The Great Heist of 1987

The Great Heist of 1987

THE GREAT HEIST OF OCTOBER 1987 

 

It was a Saturday in October, back in 1987. Back then jewellers never tended to lock their doors. Crime wasn’t a big problem here in Edinburgh. Working in the Queensferry Street shop that day were owner Ronald Goodwin and Isabel Johnstone, who still works here, along with two more sales people.

It was a quiet morning — until two men burst through the door wearing ski masks, brandishing sawn-off shotguns. Ronald, in the back, heard the commotion and though it was son Joe and his mates, mucking around. At first he was unconcerned as he approached the men, who still stood by the door, but he quickly assessed the situation and said, ‘Take whatever you want and go.’ The thieves leaned into the window. In those days we displayed rings on pads (as seen in this photo, which was used in the press reports). The thieves grabbed as many ring pads as they could and stuffed them into their bags.
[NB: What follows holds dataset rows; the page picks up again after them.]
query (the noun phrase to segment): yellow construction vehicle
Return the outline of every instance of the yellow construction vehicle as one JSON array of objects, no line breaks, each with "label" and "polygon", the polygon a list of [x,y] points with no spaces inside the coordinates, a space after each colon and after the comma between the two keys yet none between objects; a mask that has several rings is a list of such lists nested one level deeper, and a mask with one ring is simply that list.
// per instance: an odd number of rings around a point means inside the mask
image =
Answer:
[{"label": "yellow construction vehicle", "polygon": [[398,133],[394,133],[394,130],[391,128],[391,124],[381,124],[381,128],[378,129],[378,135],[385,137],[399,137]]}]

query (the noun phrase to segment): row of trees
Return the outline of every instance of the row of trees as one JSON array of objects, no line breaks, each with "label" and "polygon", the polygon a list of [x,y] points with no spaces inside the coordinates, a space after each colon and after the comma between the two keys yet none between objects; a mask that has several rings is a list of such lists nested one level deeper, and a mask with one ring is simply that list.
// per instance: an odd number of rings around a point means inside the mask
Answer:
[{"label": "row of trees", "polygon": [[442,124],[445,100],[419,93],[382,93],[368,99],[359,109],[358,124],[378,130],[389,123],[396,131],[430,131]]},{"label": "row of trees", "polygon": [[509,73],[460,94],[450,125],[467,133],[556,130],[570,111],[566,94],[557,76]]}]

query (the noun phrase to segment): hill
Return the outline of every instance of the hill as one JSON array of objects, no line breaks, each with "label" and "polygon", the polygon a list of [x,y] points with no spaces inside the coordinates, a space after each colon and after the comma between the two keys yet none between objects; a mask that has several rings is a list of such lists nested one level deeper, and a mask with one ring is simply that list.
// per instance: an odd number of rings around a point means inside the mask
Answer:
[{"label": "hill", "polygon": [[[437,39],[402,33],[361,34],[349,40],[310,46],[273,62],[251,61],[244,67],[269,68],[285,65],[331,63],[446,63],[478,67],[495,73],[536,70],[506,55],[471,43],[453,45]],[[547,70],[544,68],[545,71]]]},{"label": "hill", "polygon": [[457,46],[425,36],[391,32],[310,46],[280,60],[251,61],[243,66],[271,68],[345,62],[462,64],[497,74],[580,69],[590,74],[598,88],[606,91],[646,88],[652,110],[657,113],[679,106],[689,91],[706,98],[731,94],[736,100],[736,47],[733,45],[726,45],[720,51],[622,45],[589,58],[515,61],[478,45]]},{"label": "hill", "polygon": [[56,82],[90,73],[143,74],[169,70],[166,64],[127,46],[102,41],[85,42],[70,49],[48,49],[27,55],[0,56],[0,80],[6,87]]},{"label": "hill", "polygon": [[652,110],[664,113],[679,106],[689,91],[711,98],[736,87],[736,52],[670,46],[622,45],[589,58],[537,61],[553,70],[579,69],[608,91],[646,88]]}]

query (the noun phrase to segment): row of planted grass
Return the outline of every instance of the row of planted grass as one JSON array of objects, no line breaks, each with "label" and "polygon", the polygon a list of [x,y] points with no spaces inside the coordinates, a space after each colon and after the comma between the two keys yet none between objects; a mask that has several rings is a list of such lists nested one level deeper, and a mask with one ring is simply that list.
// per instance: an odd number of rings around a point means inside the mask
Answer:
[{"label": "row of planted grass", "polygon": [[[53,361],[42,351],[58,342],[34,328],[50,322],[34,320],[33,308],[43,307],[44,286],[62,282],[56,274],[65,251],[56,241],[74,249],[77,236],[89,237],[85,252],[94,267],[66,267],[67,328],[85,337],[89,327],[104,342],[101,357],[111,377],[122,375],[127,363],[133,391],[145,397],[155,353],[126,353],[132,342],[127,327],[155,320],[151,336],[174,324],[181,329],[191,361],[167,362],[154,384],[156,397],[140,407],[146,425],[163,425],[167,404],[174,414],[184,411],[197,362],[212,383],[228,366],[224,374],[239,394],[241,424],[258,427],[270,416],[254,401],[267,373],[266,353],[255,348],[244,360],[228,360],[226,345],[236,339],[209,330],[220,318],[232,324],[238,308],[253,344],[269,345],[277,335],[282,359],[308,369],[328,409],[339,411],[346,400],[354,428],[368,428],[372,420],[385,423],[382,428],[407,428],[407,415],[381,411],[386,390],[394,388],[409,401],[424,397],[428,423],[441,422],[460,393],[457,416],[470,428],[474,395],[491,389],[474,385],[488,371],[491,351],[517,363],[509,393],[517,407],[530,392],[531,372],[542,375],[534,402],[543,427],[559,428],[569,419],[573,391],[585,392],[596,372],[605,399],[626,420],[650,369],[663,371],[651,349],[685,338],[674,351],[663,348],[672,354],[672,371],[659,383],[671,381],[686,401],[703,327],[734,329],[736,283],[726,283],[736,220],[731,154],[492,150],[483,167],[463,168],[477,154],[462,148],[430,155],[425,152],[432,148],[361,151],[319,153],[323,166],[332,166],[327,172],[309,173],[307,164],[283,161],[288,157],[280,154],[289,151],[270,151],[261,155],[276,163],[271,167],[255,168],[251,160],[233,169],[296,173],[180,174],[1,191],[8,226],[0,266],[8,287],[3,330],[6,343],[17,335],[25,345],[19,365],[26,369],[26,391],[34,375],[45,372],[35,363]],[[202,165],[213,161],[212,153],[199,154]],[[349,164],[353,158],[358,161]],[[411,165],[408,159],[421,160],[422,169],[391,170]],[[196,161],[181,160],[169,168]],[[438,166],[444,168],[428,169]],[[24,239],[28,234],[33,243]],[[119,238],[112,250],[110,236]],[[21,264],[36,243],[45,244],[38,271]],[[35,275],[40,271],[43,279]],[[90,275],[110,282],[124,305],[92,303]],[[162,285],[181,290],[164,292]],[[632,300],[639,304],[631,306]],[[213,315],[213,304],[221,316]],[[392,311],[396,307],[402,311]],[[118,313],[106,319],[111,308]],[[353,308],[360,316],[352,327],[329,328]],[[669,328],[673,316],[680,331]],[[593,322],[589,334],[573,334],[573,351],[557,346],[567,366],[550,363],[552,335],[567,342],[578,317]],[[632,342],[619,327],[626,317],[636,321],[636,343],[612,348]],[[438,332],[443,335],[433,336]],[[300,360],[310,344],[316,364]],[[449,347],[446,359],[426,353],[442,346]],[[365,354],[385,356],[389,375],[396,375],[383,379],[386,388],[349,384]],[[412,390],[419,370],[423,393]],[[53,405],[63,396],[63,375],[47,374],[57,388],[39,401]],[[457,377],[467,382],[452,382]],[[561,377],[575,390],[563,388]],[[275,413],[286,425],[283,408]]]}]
Outside they had bicycles waiting instead of getaway cars, and as they clambered onto them they dropped one of the guns. It lay on the street as they cycled off down the road.They deliberately went the wrong way down a one way system to try and make it harder for anyone in a car to follow.

There was a female accomplice who had remained outside with a pram. She approached as they peddled past. They flung the jewellery into her pram and sped off. She carried on into town and went into what was then a Wimpy bar and is now the HSBC on the corner of Princes Street. She went up to their Ladies’ Room and began taking things out of the bag — but as luck would have it, she dropped it. Some of the rings fell out on the floor.

A conscientious woman, seeing this happen, alerted security. The accomplice ran away but she didn’t have time pick up all the rings, so we managed to retrieve those.

The police were able to trace the robbers through the dropped shotgun, and the two men were caught about six weeks later. One was an escaped convict from France, the other was a man from Motherwell. They were sentenced to eleven years each, but their accomplice was let off because she had a baby.

Shortly after that we installed a lock on the door and CC TV cameras. We were one of the first jewellers to do that — and sadly, one of the first to be robbed, as well.